Plaintiff filed the instant complaint, brought pursuant to 42 U.S.C. § 1983, against the Suisin Police Department for making false allegations, for using excessive force, for mischievous conduct and for causing injuries by choking. Plaintiff alleges that while he was riding his bicycle home from community college, he was pulled over by an unidentified Suisin police officer for failure to have lights and/or reflectors on the bicycle. Plaintiff contends that during this stop and allegedly without provocation the officer placed plaintiff in a choke hold for approximately 25 seconds, after which plaintiff was placed under arrest.*fn1 Plaintiff further contends that he sustained injuries due to the incident, and he went to the hospital for examination. Plaintiff asserts that the case against him was dismissed after one and a half years in the Solano County Superior Court. Plaintiff does not specify the relief he seeks.
Plaintiff brings suit against the Suisin Police Department, a municipal entity. Generally, local governments are "persons" subject to liability under 42 U.S.C. § 1983 where official policy or custom causes a constitutional tort, see Monell v. Dep't of Social Servs., 436 U.S. 658, 690 (1978); however, a city or county may not be held vicariously liable for the unconstitutional acts of its employees under the theory of respondeat superior, see Board of County Comm'rs v. Brown, 520 U.S. 397, 403 (1997); Monell, 436 U.S. at 691; Fuller v. City of Oakland, 47 F.3d 1522, 1534 (9th Cir. 1995). To impose municipal liability under § 1983 for a violation of constitutional rights, a plaintiff must show: (1) that the plaintiff possessed a constitutional right of which he or she was deprived; (2) that the municipality had a policy; (3) that this policy amounts to deliberate indifference to the plaintiff's constitutional rights; and (4) that the policy is the moving force behind the constitutional violation.
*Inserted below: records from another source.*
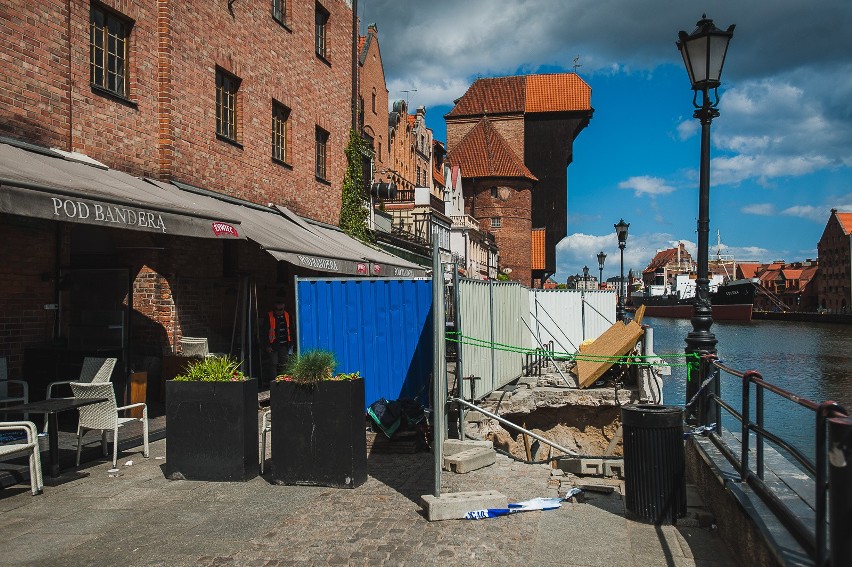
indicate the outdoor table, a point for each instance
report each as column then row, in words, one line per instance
column 52, row 407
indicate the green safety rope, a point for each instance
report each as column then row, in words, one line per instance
column 690, row 359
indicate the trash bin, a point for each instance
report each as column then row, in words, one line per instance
column 654, row 468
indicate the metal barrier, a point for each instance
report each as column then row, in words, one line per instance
column 537, row 360
column 708, row 412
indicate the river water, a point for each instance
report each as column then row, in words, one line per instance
column 812, row 360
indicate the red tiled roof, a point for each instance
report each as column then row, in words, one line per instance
column 484, row 153
column 845, row 221
column 538, row 240
column 748, row 269
column 666, row 257
column 558, row 92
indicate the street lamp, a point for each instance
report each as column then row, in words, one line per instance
column 703, row 54
column 621, row 232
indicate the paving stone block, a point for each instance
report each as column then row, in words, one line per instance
column 470, row 460
column 453, row 446
column 454, row 506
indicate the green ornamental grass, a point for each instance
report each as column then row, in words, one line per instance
column 213, row 369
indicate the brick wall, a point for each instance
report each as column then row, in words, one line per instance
column 34, row 78
column 372, row 80
column 512, row 205
column 28, row 256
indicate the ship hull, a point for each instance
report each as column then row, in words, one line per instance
column 730, row 303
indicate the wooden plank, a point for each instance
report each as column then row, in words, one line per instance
column 618, row 340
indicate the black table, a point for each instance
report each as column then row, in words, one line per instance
column 52, row 407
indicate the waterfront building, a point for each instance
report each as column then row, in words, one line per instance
column 835, row 260
column 215, row 110
column 513, row 137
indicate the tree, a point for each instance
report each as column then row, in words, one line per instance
column 354, row 211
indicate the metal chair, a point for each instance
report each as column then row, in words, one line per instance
column 29, row 447
column 5, row 397
column 265, row 427
column 95, row 370
column 104, row 417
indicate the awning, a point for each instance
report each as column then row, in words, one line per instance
column 380, row 262
column 41, row 183
column 290, row 238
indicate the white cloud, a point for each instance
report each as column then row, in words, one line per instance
column 646, row 185
column 762, row 209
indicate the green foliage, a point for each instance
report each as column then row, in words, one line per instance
column 213, row 369
column 310, row 367
column 353, row 211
See Plumeau v. School Dist. # 40 County of Yamhill, 130 F.3d 432, 438 (9th Cir. 1997).
Here, plaintiff has not alleged that the Suisun Police Department has a policy that was the moving force behind the constitutional violation. Additionally, it appears from the complaint that plaintiff may have a cause of action against the individual officer who placed plaintiff in a choke hold. Leave to amend will be granted so that plaintiff may attempt to allege a basis on which the municipal entity may be held liable and to name the individual officer. Plaintiff is put on notice, however, that a single incident of unconstitutional activity is insufficient to prove the existence of policy or custom. Meehan v. County of Los Angeles, 856 F.2d 102, 107 (9th Cir. 1988).
Good cause appearing, IT IS HEREBY ORDERED that:
1. Plaintiff's request to proceed in forma pauperis is granted;
2. Plaintiff's complaint is dismissed; and
3. Plaintiff is granted thirty days from the date of service of this order to file an amended complaint that complies with the requirements of the Civil Rights Act, the Federal Rules of Civil Procedure, and the Local Rules of Practice; the amended complaint must bear the docket number assigned this case and must be labeled "Amended Complaint"; plaintiff must file an original and two copies of the amended complaint; failure to file an amended complaint in accordance with this order will result in a recommendation that this action be dismissed.